Ne var ki, konumuza en yakın, "annelik" idealine karşı çıkış, Mary
Dietz'in yakınlarda dikkatleri çektiği üzere, bu idealin kendisinin kalıtsal olarak
demokratik olmadığı ve hatta özgürlüğü beslemediğidir. "Anneliğin
demokratik uygulamalara bağlılığı teşvik ettiğini düşünmemizi gerektiren hiç
bir neden yoktur", diye gözlemleyen Dietz şunu da ekliyor "ne de 'kırılgan
insan yaşamının korunması' gibi bir ilkenin tanımı itibarı ile katılımcı
yurttaşlığın savunmasını içerdiğini savlamak için iyi temeller vardır. Aydın
bir despotizm, bir refah devleti, bir tek-partili bürokrasi, ve bir demokratik
cumhuriyet, bunların tümü, annelere saygı duyabilir, çocukların yaşamını
koruyabilir ve kırılgan olana sevecenlik gösterebilir" (4). Annece bir bakım
ahlakı, kendi başına, hiyerarşi ve egemenliğe karşı tehdit oluşturmaz.
Doğrudan demokrasi hareketlerine katılan kadınların sahip oldukları özel
"bakım"a bir alternatif, yerel politik alanı özel yaşam alanı ile
değiştirmek yerine onu güçlendirmektir: - her ne kadar demokrasi geleneği daha
önceki tarihi dönemlerde kadınları istismar etmişse de - katılımcı demokrasiyi bir
ideal olarak kabul etmek, kapsadığı alanları genişletmek için çalışmak, toplumsal
"bakım"ı besleyecek ve toplum dayanışmasını kuracak doğrudan demokratik
kurumları oluşturmak ve canlandırmak. Bu açıkça meşru bir seçenektir. Ancak,
şaşırtıcı bir biçimde, bu seçeneğin kuramsal temelleri feminist kuramda
araştırılmamıştır. Buna karşın, demokratik geleneği reddetmenin nedenleri çok
daha kapsamlı bir biçimde araştırılmıştır.
Ne var ki, demokrasi geleneğinin tarihi incelendiğinde, kadınların bu ikinci
seçeneği yeğlemeleri için çok iyi nedenlerin var olduğu görülür. Gerçek şudur
ki, Atina polisinin tarihi, popüler feminist eleştirilerin sunduğundan çok daha
karmaşık olup, gözardı edilemeyecek tartışma noktaları vardır. Kadınlar için,
"umut ilkesi"nin hayati bir yönü olarak, kendi seçtikleri demokrasiyi
savunmaları açısından çok iyi nedenler mevcuttur.
Bu nedenle, yakın zamanlara ait, Atina polisi ile ilgili feminist eleştirileri biraz
ayrıntılı olarak ele almak istiyorum (eleştiriler de biraz ayrıntılı biçimde
yapılmaktadır).
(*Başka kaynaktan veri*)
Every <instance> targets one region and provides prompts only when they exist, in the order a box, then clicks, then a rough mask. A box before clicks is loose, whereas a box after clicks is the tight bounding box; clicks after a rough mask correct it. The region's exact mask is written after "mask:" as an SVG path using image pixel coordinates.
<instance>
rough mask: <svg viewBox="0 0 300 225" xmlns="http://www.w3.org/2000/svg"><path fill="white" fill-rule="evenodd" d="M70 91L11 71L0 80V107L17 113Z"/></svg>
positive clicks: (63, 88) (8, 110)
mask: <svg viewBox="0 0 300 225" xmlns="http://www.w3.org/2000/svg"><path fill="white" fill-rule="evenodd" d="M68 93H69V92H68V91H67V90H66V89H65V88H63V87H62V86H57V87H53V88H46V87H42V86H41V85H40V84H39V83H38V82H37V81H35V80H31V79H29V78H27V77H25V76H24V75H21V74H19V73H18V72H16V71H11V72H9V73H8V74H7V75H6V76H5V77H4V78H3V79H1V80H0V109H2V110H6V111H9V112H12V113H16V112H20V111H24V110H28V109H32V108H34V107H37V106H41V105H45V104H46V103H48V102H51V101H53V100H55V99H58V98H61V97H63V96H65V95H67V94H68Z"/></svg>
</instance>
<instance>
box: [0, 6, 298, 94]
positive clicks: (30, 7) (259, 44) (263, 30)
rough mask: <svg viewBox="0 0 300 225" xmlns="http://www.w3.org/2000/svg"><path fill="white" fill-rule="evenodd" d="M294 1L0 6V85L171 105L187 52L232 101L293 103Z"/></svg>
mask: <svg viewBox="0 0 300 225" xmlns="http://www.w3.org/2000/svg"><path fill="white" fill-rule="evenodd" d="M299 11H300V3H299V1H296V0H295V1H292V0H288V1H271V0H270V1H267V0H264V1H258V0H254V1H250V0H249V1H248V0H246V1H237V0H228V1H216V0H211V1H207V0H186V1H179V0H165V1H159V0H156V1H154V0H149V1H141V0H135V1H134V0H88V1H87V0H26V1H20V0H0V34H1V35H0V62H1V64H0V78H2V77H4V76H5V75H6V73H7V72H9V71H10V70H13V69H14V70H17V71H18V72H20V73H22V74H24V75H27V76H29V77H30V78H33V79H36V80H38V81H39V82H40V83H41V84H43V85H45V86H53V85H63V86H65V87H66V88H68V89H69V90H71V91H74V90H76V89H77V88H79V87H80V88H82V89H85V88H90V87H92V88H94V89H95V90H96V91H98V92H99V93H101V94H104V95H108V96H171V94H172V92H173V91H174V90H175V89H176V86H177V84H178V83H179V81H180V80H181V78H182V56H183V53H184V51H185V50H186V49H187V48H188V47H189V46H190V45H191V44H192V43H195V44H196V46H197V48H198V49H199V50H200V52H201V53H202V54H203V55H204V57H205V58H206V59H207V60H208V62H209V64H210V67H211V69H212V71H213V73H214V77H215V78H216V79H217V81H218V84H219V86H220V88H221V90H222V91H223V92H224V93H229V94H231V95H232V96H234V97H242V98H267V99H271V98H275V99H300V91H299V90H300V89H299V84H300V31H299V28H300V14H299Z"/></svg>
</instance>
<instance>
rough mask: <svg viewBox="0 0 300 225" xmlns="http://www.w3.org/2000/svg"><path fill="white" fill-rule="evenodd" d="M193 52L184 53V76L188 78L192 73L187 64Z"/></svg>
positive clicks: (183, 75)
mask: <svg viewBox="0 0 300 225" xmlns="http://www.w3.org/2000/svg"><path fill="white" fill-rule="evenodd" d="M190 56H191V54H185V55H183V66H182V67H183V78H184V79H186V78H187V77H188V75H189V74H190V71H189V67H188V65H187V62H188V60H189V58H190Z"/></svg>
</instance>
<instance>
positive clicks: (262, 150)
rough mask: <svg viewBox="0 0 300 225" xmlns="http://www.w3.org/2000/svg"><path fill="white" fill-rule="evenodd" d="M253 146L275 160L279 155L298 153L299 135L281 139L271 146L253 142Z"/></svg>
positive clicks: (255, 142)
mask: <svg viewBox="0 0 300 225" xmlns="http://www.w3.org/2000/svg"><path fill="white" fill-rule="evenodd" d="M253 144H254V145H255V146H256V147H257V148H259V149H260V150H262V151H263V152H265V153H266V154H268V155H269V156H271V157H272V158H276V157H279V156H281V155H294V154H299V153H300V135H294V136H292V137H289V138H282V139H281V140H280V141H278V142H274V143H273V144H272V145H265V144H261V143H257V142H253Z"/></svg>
Bunu yaparken -tarihsel sınırlılıkları gerçekten var olduğundan-
polisi bir model olarak yeniden ortaya atmayı değil, insanlığın belli başlı
başarılarından biri olan demokrasi idealinin kalıtsal olarak cinsiyete dayalı olduğu
kavramını ve reddedilmesi gereğini sorgulamayı amaçlıyorum.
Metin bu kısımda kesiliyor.